Crypto Chronicle with NewsCrypto

Hello, fellow crypto enthusiasts! The NewsCrypto Crypto Chronicle newsletter is here to empower you with the knowledge and tools you need to conquer the crypto frontier.

Just like a skilled archer hits the bullseye with precision, our newsletter aims to provide you with accurate information, analysis, and strategies to make your crypto journey a successful one.







Here's what we got on the menu today:

    1. Multichain CEO Vanishes, Service Stalls

    2. Wahi Brothers Settle SEC's Coinbase Insider Case

    3. Funny Gif




Multichain CEO Pulls a Houdini, Service Grinds to a Halt

In a plot twist that would make Agatha Christie proud, cross-chain protocol Multichain dropped a bombshell on May 31: its CEO, Zhaojun, has gone AWOL. This sudden vanishing has started rumors that the protocol's leaders might be in a Chinese prison, while technical problems keep causing trouble.

"The team has been burning the midnight oil to keep the protocol humming, but Zhaojun has gone radio silent, and we're locked out of the server needed for maintenance," the team revealed in a Twitter thread. Multichain has been plagued by technical gremlins over the past week, with transactions across multiple cross-chain bridges stuck in limbo without a clear reason.

According to a tweet from Multichain, the Router5 node, which acts as a bridge between chains, has been throwing a tantrum. With the CEO MIA and the team lacking the keys to fix the issue, services for over 10 chains, including the likes of Kekchain, Public Mint, and DynoChain, have been put on ice.
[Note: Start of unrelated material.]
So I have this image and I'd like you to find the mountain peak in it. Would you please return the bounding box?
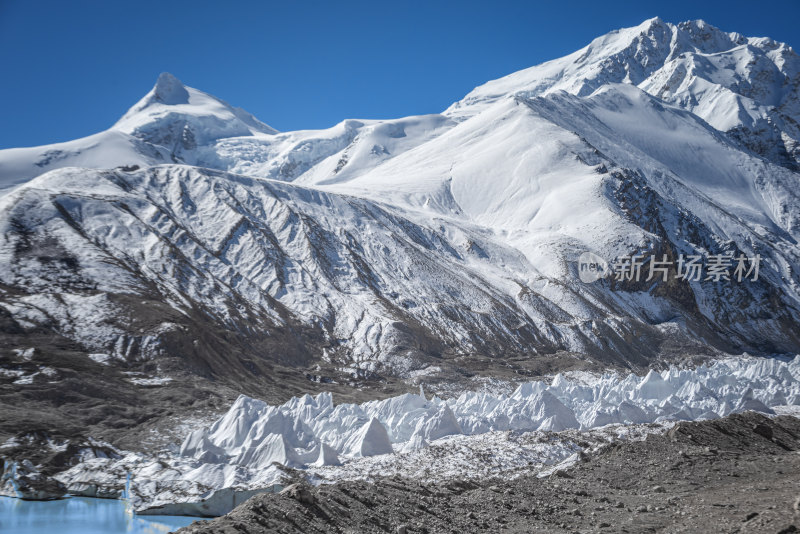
[153,72,189,106]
"To safeguard our users, we've hit the pause button on the cross-chain service for the affected chains on the UI," the team announced.

In response to the ongoing saga, Binance hit the brakes on deposits for 10 bridged tokens on the BNB Smart Chain, Fantom, Ethereum, and Avalanche blockchain networks on May 25. The Fantom Foundation also yanked 449,740 MULTI ($2.4 million) from liquidity on the decentralized exchange SushiSwap. Meanwhile, blockchain analytics firm Lookonchain reported $3 million worth of MULTI outflows related to smart money accounts last week.


STOP AND READ - Friendly reminder!


Are you already participating in the NewsCrypto $1.000.000 airdrop?

Do you want to earn more?

We have developed an Airdrop Referral system!

Invite your friends and earn 5% of whatever they drop to the airdrop!

Click on the button below, read the rules, invite your friends and earn more!

AIRDROP REFERRAL




Wahi Brothers Wave White flag in SEC's Coinbase Insider Trading Saga

In a twist that's more dramatic than a season finale, former Coinbase product manager Ishan Wahi and his brother Nikhil Wahi have decided to play nice with the United States Securities and Exchange Commission (SEC). They've agreed to settle the insider trading charges that the SEC has been lobbing at them like hot potatoes. The SEC announced this plot twist on May 30 and has filed a motion for final judgment in the U.S. District Court of the Western District of Washington.

The Wahi brothers were accused of using their crystal ball to predict "at least" nine crypto assets that would be listed on Coinbase. They allegedly bought these assets before they hit the Coinbase shelves. The SEC threw down the gauntlet against them on July 21, 2022, and is now demanding they cough up their ill-gotten gains, with interest.

SEC Division of Enforcement Director Gurbir Grewal didn't mince words in a statement: “While the technologies at issue in this case may be new, the conduct is not. […] The federal securities laws do not exempt crypto asset securities from the prohibition against insider trading, nor does the SEC."

In April, the SEC announced it had reached “an agreement in principle” with Ishan Wahi, who was sentenced to a two-year vacation in the slammer by the U.S. District Court for the Southern District of New York on May 9. It was determined that Wahi had made a cool $1.5 million through his illicit trading. Nikhil Wahi was sentenced to a 10-month stint in January by the same court.

The SEC’s suit claimed that the Wahis and another defendant, Sameer Ramani, had traded in “crypto asset securities.” This claim stirred up a hornet's nest, with U.S. Commodity Futures Trading Commission Commissioner Caroline Pham warning that the classification of tokens “that could be described as utility tokens and/or certain tokens relating to decentralized autonomous organizations (DAOs)” could “have implications beyond this single case.” Pham dubbed the SEC action “regulation by enforcement."

The Wahis tried to get the case dismissed in February, arguing that the SEC had wrongly classified the tokens in question based on the Howey test and major questions doctrine. If the settlement gets the green light, the validity of the SEC’s claims will remain a mystery.

The settlement is now waiting for the court's stamp of approval.